US 11,721,318 B2
Singing voice conversion
Chengzhu Yu, Bellevue, WA (US); Heng Lu, Sammamish, WA (US); Chao Weng, Fremont, CA (US); and Dong Yu, Bothell, WA (US)
Assigned to TENCENT AMERICA LLC, Palo Alto, CA (US)
Filed by TENCENT AMERICA LLC, Palo Alto, CA (US)
Filed on Oct. 14, 2021, as Appl. No. 17/501,182.
Application 17/501,182 is a continuation of application No. 16/789,674, filed on Feb. 13, 2020, granted, now 11,183,168.
Prior Publication US 2022/0036874 A1, Feb. 3, 2022
This patent is subject to a terminal disclaimer.
Int. Cl. G10L 13/027 (2013.01); G10L 13/07 (2013.01); G10L 13/047 (2013.01); G10L 13/00 (2006.01)
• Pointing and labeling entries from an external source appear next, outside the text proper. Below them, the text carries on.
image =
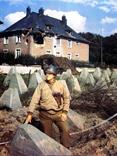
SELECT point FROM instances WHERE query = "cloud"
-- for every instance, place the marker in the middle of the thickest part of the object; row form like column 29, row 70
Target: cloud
column 104, row 8
column 13, row 17
column 13, row 1
column 108, row 20
column 74, row 19
column 114, row 31
column 112, row 4
column 86, row 2
column 22, row 2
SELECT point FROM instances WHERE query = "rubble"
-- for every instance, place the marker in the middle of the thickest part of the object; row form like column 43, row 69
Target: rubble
column 29, row 141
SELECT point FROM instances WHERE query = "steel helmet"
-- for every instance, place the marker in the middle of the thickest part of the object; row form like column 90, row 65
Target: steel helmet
column 51, row 69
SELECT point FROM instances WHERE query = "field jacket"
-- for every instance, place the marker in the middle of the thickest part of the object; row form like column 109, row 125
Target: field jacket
column 44, row 99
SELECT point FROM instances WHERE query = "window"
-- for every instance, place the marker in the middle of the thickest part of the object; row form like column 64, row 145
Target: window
column 17, row 52
column 69, row 56
column 18, row 39
column 58, row 53
column 6, row 40
column 69, row 44
column 48, row 27
column 5, row 50
column 58, row 42
column 77, row 55
column 48, row 52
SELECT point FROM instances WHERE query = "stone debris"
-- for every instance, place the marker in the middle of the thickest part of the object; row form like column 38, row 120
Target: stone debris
column 16, row 81
column 73, row 84
column 97, row 73
column 10, row 99
column 77, row 119
column 106, row 76
column 83, row 75
column 90, row 80
column 29, row 141
column 8, row 77
column 101, row 83
column 114, row 75
column 34, row 80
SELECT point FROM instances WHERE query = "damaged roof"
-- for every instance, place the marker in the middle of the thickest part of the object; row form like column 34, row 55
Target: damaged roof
column 1, row 22
column 44, row 23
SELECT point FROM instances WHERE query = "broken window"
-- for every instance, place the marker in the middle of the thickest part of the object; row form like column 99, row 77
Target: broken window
column 38, row 38
column 6, row 40
column 17, row 52
column 18, row 39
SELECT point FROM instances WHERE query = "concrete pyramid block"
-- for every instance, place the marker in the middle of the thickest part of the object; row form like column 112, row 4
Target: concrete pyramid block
column 8, row 77
column 34, row 80
column 109, row 71
column 73, row 84
column 10, row 99
column 106, row 76
column 114, row 75
column 83, row 75
column 77, row 119
column 65, row 75
column 64, row 83
column 101, row 83
column 90, row 80
column 97, row 73
column 29, row 141
column 16, row 81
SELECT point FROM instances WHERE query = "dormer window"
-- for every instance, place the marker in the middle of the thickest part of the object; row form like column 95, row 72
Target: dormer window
column 18, row 39
column 69, row 44
column 48, row 27
column 6, row 40
column 69, row 32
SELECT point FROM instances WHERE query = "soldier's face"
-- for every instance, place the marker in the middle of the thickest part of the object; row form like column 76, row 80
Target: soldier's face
column 50, row 76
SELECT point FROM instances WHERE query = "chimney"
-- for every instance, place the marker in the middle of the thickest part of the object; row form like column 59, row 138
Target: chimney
column 64, row 20
column 41, row 11
column 28, row 11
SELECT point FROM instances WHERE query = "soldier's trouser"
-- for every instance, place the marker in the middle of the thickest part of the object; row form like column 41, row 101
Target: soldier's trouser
column 47, row 122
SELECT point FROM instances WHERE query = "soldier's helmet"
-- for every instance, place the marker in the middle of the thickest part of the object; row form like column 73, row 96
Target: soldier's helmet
column 51, row 69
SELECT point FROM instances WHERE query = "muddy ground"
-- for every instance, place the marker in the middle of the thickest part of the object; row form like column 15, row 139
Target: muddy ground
column 95, row 106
CPC G10L 13/027 (2013.01) [G10L 13/00 (2013.01); G10L 13/047 (2013.01); G10L 13/07 (2013.01)] 20 Claims
OG exemplary drawing
 
1. A method of converting a first singing voice to a second singing voice, comprising:
encoding, by a computer, a context associated with one or more phonemes corresponding to the first singing voice and outputting a sequence of one or more hidden states containing a sequential representation associated with the one or more phonemes;
aligning, by the computer, the one or more phonemes to one or more target acoustic frames based on the encoded context;
recursively generating, by the computer, one or more mel-spectrogram features from the aligned one or more phonemes and the one or more target acoustic frames; and
converting, by the computer, a sample corresponding to the first singing voice to a sample corresponding to the second singing voice using the generated one or more mel-spectrogram features,
wherein the aligning the one or more phonemes to the one or more target acoustic frames comprises expanding the one or more hidden states of the output sequence based on a duration associated with each phoneme, and aligning the expanded one or more hidden states to the one or more target acoustic frames.